I work in a public library, so I “check out” (little library humour for you there) a lot of gardening books. At this point, most of them I return after just flipping through them because I can tell I’m not going to get much out of them – not that they’re not good, but I’ve read enough gardening books to know most of the basics. (“You’ll need a spade!” “Composting is a good idea!” “Find out what zone you live in!”) It’s a rare book at this point that piques my interest enough for me to actually bring it home and read it.
This book is unique in that it does include that kind of beginner information, but also adds lots of non-beginner information in the mix. For example, I learned about some of the bad things about self-watering containers,the difference between coco and cocoa, and quite a few other things I didn’t know.

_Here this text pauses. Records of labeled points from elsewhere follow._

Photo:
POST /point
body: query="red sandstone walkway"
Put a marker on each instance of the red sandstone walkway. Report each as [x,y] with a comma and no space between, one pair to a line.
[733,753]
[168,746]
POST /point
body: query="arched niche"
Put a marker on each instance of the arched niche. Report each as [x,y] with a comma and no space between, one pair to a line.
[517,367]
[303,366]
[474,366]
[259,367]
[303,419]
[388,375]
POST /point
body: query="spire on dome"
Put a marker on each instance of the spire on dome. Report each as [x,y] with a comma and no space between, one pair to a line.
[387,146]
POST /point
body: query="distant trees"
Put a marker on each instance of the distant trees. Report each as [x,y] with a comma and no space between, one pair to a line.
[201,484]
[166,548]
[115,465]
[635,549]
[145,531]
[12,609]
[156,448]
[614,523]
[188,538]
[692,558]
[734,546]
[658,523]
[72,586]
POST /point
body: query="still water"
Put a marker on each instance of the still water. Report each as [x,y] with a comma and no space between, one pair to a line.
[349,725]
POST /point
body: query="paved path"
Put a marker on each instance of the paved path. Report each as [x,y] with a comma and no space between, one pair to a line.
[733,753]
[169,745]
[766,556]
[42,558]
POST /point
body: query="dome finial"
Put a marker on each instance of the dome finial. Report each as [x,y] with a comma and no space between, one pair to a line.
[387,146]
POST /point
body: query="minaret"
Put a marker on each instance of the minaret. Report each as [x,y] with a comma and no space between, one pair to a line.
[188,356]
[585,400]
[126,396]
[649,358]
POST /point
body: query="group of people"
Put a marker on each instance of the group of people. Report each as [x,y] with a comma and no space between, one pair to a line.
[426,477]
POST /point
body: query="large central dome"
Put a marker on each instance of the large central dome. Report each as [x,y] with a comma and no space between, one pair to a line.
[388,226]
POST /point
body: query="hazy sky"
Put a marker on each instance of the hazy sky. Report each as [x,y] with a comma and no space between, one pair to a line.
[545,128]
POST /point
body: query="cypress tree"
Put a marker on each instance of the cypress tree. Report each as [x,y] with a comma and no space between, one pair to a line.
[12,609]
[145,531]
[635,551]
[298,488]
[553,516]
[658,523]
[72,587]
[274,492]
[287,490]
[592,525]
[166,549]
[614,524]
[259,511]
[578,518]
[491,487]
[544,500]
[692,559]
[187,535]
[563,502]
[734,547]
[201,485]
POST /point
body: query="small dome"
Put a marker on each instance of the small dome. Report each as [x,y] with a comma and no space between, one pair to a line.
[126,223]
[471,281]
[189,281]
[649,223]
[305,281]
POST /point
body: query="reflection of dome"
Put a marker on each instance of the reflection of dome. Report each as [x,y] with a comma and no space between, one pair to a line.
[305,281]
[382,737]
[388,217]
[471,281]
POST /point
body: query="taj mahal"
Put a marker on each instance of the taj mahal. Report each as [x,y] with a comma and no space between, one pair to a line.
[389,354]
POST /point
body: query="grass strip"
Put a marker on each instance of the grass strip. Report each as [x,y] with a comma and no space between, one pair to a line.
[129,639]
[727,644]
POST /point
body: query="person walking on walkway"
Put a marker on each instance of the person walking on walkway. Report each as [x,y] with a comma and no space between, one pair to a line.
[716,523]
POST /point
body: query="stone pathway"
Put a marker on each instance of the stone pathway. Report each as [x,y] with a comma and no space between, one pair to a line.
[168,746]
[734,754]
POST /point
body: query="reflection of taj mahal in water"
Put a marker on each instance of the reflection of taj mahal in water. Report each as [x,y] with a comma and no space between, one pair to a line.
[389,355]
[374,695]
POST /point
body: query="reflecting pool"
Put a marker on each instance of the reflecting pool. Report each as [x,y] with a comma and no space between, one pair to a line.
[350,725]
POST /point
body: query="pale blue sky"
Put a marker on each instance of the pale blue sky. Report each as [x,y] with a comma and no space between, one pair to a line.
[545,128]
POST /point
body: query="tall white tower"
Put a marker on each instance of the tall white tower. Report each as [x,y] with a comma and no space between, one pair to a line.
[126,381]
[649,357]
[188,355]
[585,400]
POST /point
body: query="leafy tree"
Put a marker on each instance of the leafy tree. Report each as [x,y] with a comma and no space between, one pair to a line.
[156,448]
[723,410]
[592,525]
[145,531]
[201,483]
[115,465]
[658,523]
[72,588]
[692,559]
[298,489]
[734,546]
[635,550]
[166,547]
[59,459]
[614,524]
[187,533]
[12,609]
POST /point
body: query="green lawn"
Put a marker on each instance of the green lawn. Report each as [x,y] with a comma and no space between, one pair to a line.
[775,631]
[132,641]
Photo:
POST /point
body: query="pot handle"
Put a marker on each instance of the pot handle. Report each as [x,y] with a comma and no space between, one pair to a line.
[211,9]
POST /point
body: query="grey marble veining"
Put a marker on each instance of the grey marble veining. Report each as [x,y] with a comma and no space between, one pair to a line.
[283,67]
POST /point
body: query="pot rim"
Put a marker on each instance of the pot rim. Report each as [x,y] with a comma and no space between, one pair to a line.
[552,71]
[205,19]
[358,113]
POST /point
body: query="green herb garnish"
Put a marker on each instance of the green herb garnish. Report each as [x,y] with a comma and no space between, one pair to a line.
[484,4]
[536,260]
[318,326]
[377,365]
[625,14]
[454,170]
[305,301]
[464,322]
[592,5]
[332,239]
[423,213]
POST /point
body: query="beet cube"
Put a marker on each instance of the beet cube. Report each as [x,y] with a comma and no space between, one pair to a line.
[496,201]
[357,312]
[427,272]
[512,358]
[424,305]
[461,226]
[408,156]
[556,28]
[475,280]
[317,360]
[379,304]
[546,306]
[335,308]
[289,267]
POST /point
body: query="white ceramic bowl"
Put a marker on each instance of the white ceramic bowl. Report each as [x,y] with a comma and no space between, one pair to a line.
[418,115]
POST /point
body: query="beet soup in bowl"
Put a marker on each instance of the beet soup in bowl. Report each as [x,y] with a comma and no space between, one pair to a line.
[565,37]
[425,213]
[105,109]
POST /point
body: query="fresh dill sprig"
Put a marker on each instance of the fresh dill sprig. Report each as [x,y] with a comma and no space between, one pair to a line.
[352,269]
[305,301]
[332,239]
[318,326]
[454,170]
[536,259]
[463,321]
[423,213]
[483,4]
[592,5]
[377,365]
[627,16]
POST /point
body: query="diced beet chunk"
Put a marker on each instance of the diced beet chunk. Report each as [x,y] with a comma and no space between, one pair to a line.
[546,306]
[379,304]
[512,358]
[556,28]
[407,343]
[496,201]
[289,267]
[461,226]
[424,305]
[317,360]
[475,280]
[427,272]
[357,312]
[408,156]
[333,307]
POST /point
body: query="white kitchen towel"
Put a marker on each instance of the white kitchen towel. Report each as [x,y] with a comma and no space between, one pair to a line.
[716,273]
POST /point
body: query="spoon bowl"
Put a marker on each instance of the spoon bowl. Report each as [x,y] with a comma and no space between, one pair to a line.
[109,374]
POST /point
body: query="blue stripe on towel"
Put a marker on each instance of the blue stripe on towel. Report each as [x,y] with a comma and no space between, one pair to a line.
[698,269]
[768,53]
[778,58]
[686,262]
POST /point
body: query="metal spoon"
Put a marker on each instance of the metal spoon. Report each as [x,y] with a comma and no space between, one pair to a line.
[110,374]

Also, I love a gardening book that gives practical advice about why you shouldn’t plant edibles in those canvas shoe-hanging containers, in old pallets, or in rain gutters. Suck it, Pinterest!* Stop growing food in containers that are probably contaminated with lead and/or horrible pesticides just because it looks cute! Any author who takes a stand against this kind of nonsense goes in my good books (so to speak). (I know, enough with the book jokes. But you gotta understand, I’ve been saving them up for YEARS.)
*Pinterest, I’m sorry I said that. I still love you. I wish I could be more like you. But I can’t, because I’m a real person, and I have stuff to do. I can’t spend all my time scavenging for, like, charming old leather boots to plant annuals in.